Ten o'clock on Saturday night in the flatlands of Anaheim. RVs,
acres of RVs, in every direction, pitched like so many aluminum
tents on the asphalt outside Edison Field. There's no one in the
parking lot, but the echoes of the warm January day remain: the
girls in tube tops, the coolers planted deep with Bud bottles,
the teenage boys drag-racing scooters, the discordant hum of a
thousand CDs fed through a thousand driver's-side speakers.

The action now is inside the stadium, where 45,000 people are on
their feet and roaring at a supercross spectacle that is part
stock car race, part rock concert, part prizefight. Or at least
you think they're roaring. It's impossible to tell over the
sound of the nearly two dozen 250-cc motorcycles being primed
and revved and primed again, the din like the buzzing of a
toppled hornets' nest. The bikes quiver as a thousand
flashbulbs wink and the man on the P.A. does his best Michael
Buffer and the sticky-sweet smell of spilled beer rises into
the California night. And then they're off, knobby tires digging
over the three-quarter-mile track, 1.5 million pounds of brown
earth that was hauled in by semis and laid down in waves and
hills and cattle-grate ridges. Skidding out of the first turn,
the riders take the crest and launch into the air, flying 15,
20, 30 feet--three stories!--above the ground, a fleet of Evel
Knievels twisting into the sky.

One figure peaks higher than the rest--or maybe it just seems
that way because you, like everyone else in this baseball stadium
that feels nothing like a baseball stadium, are watching Ricky
Carmichael on his red number 4 Honda CR250R. You are waiting for
him to take the lead, as he did almost unfailingly en route to
winning the last two winter supercross championships, and did
without exception during the 2002 summer motocross season, in
which he not only won all 12 American Motocross Association (AMA)
events but also every qualifying heat to boot, going a perfect 24
for 24 over the milelong outdoor tracks. To call Ricky Carmichael
the Michael Jordan of motocross would be a disservice, for even
when Jordan was still lord of basketball, he never dominated his
sport the way this 23-year-old from Havana, Fla., does.

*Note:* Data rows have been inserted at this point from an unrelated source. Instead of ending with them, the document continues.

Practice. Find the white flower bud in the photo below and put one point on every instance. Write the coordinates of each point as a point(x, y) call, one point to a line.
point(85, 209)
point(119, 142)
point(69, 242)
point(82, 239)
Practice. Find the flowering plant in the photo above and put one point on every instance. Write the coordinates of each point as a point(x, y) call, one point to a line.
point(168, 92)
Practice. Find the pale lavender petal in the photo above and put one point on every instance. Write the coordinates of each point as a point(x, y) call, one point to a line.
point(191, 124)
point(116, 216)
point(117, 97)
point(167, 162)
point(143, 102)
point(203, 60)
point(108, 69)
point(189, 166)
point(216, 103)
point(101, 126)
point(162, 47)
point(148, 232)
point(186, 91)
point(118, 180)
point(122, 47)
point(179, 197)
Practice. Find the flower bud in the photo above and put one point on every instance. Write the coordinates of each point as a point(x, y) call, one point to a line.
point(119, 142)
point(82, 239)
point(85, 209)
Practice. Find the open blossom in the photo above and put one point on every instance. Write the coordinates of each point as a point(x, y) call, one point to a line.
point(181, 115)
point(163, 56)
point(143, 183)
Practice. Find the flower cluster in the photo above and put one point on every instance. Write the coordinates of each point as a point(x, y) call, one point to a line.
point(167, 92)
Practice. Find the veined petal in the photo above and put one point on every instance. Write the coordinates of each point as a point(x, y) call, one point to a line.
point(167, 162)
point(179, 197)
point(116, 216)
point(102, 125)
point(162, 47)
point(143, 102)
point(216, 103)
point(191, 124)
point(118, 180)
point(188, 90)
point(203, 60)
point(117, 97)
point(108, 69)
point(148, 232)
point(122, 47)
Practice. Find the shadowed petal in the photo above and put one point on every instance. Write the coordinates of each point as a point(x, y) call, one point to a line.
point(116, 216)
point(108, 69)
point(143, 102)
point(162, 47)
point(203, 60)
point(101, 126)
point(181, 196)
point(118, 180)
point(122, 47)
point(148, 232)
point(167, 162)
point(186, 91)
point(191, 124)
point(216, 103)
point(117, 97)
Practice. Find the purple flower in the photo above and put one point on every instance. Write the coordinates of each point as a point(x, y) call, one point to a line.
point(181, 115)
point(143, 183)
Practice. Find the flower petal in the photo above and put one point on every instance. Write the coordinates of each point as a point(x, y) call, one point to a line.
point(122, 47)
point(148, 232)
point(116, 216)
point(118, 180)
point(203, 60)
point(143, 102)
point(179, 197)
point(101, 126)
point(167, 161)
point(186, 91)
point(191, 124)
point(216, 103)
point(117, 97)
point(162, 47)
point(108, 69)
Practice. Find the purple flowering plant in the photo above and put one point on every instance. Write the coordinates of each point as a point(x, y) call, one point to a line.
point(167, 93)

For a better analogy, picture a tennis player so good that he
wins not only every tournament of the year but also every set.
And then remember that Carmichael does his magic aboard a
200pound piece of machinery that if he lands wrong off a jump,
could snap his spine like a carrot stick. One must only scan the
second deck of the stadium to see the cautionary tales, dozens of
former racers and wannabes, young men in wheelchairs with all the
trappings of youth--their hats wedged backward and tattoos
curling up their forearms--but none of the freedom.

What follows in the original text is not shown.